Per il resto c’è continuità assoluta. Se i ministri confermati erano otto, i sottosegretari sono più del doppio: 17. Caso limite quello del Viminale, dove non solo Angelino Alfano ha conservato l’incarico di ministro malgrado la figuraccia rimediata nel caso Shalabayeva (con tanto di critiche, allora, di Renzi) ma si è visto anche confermare i tre collaboratori, il viceministro Bubbico e i sottosegretari Bocci e Manzione. Al ministero dell’interno nulla è cambiato. Conferma anche per il sottosegretario alla presidenza del Consiglio con delega ai servizi Marco Minniti, agli esteri del viceministro Lapo Pistelli e del sottosegretario Giro e di quasi tutta la squadra dello sviluppo economico, con i viceministri Calenda e De Vincenti e la sottosegretaria Vicari.

E veniamo alle novità. Due a palazzo Chigi, coppia di renziani doc come sottosegretari alla presidenza del Consiglio. Ma il primo è un collaboratore storico del segretario Pd, Luca Lotti, e avrà la delega all’editoria, il secondo è una conquista più recente della corrente – via Goffredo Bettini -, Sandro Gozi che avrà la delega pesante agli affari dell’Unione europea. Al ministero delle riforme arriva Ivan Scalfarotto con l’annunciato compito di dedicarsi alle unioni civili, promosso anche Gianclaudio Bressa, grande esperto di legge elettorale e regista per Renzi di diversi passaggi sull’Italicum, peccato gli sia stato trovato posto solo agli affari regionali.

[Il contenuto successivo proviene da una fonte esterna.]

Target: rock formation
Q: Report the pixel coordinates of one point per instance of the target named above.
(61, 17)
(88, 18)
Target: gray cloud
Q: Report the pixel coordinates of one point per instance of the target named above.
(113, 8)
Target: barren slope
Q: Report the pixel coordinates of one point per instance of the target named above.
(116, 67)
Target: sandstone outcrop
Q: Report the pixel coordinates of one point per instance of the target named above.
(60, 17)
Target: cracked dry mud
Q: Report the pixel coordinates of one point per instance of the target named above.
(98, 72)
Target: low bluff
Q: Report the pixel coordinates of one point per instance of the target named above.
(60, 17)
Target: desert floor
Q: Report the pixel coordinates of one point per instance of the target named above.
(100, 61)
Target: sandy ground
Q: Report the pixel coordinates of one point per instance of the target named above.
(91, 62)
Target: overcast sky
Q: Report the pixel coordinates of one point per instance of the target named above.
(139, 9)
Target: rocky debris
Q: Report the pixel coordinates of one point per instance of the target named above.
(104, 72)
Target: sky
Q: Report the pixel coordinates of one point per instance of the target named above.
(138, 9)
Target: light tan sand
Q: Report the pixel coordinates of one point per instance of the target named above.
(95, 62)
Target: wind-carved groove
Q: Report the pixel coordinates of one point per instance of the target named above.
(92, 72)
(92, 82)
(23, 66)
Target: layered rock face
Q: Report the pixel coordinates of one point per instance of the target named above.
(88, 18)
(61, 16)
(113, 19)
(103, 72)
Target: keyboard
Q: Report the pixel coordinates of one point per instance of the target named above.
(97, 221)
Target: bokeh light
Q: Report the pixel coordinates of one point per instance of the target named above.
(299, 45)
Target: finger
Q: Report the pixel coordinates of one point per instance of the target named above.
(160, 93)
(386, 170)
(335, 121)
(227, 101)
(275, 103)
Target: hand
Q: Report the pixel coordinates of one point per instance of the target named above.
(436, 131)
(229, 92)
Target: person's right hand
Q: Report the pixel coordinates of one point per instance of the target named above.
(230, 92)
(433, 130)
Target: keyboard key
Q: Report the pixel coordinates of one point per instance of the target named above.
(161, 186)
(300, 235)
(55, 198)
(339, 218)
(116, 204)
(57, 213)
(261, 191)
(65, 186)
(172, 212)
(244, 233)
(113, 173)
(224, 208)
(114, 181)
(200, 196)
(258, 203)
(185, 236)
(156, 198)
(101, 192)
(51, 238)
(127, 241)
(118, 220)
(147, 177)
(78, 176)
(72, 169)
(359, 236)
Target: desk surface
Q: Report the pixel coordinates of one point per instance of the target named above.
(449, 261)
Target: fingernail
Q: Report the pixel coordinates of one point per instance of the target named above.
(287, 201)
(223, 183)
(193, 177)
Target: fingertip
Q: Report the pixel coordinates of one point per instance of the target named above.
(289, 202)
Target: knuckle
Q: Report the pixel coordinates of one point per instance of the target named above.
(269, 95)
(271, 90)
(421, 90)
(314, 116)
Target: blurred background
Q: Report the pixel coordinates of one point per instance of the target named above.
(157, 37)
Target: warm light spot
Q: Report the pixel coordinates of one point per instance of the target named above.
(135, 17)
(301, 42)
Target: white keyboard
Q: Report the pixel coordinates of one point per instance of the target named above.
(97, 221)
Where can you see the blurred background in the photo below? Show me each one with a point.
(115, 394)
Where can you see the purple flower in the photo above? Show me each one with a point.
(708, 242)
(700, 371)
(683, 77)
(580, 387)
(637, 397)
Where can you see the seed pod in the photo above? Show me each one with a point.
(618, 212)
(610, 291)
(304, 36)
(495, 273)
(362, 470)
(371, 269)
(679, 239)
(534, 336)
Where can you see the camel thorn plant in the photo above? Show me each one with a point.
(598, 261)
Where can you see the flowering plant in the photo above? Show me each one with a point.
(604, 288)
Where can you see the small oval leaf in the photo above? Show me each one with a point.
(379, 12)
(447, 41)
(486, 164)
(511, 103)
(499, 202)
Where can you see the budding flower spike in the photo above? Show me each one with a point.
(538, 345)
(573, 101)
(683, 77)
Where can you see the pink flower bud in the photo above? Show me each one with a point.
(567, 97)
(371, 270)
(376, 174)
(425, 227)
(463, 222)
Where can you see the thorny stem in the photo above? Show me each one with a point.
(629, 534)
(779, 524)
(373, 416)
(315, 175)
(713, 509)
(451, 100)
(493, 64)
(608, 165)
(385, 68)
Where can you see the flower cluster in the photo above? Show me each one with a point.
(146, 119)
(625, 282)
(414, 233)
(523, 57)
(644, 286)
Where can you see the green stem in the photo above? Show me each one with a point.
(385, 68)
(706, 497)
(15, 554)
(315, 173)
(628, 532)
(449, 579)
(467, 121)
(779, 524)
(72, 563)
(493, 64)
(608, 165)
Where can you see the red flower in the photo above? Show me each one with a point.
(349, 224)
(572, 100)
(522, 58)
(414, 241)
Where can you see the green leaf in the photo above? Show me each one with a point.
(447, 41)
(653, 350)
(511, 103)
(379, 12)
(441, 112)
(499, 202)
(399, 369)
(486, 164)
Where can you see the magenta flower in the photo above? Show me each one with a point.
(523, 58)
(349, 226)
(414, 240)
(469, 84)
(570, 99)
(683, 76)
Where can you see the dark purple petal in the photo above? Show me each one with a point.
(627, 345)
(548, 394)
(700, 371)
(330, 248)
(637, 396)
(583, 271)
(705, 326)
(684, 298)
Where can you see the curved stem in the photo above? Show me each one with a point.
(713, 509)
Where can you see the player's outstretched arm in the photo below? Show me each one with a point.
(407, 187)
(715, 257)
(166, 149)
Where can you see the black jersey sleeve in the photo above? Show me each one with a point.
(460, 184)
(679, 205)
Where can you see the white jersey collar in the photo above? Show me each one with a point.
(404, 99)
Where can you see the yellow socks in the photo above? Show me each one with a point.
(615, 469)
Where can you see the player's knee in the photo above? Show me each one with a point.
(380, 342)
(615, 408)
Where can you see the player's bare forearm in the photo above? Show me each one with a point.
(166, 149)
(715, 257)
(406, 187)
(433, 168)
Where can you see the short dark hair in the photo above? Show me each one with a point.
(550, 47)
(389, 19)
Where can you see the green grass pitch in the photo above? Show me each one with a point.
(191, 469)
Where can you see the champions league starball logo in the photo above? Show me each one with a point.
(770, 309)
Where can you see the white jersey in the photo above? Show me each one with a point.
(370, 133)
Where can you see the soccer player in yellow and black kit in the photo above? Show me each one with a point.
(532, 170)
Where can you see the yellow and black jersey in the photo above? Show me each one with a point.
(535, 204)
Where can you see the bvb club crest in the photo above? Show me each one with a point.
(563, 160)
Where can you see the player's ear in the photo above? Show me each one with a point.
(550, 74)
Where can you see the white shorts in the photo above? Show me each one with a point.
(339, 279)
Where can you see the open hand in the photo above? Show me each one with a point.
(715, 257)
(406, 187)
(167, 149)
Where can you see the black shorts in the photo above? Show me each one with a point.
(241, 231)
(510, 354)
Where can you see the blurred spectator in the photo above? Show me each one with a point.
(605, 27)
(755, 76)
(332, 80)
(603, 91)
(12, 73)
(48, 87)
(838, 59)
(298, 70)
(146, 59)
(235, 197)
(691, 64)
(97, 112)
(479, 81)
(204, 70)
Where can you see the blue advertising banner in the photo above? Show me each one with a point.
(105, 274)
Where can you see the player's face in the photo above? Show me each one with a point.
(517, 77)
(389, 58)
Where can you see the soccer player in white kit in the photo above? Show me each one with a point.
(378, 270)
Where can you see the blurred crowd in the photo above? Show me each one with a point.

Notevole la poltrona di sottosegretario alla difesa per un generale di corpo d’armata, Domenico Rossi. Ex presidente del Cocer, Rossi è stato eletto con Monti ed è adesso con i popolari dell’ex ministro Mauro: la sua candidatura era stata contestata perché si trattava di un generale in servizio attivo, sottocapo di stato maggiore.
Incarico importante quello di Antonello Giacomelli, franceschiniano di esperienza con un passato di direttore di una televisione privata fiorentina, Canale 10, e di collaboratore del gruppo Cecchi Gori. Sarà lui a occuparsi di Telecomunicazioni come sottosegretario allo sviluppo economico, ministero guidato dalla già berlusconiana Federica Guidi. Promossa anche la renziana sarda Francesca Barracciu, vincitrice delle primarie per le regionali ma poi esclusa dalla corsa per la presidenza e anche dalla lista degli assessori perché indagata per i rimborsi regionali: per lei un posto alla cultura. Ma la nomina più importante l’ha probabilmente strappata ancora Alfano, sistemando come vice ministro alla giustizia Enrico Costa, figlio dell’ultimo segretario del partito liberale Raffaele. Da berlusconiano non pentito, Costa junior è stato battagliero capogruppo in commissione giustizia: l’ultima delle leggi ad personam che avrebbe dovuto salvare il Cavaliere, il legittimo impedimento, porta la sua firma.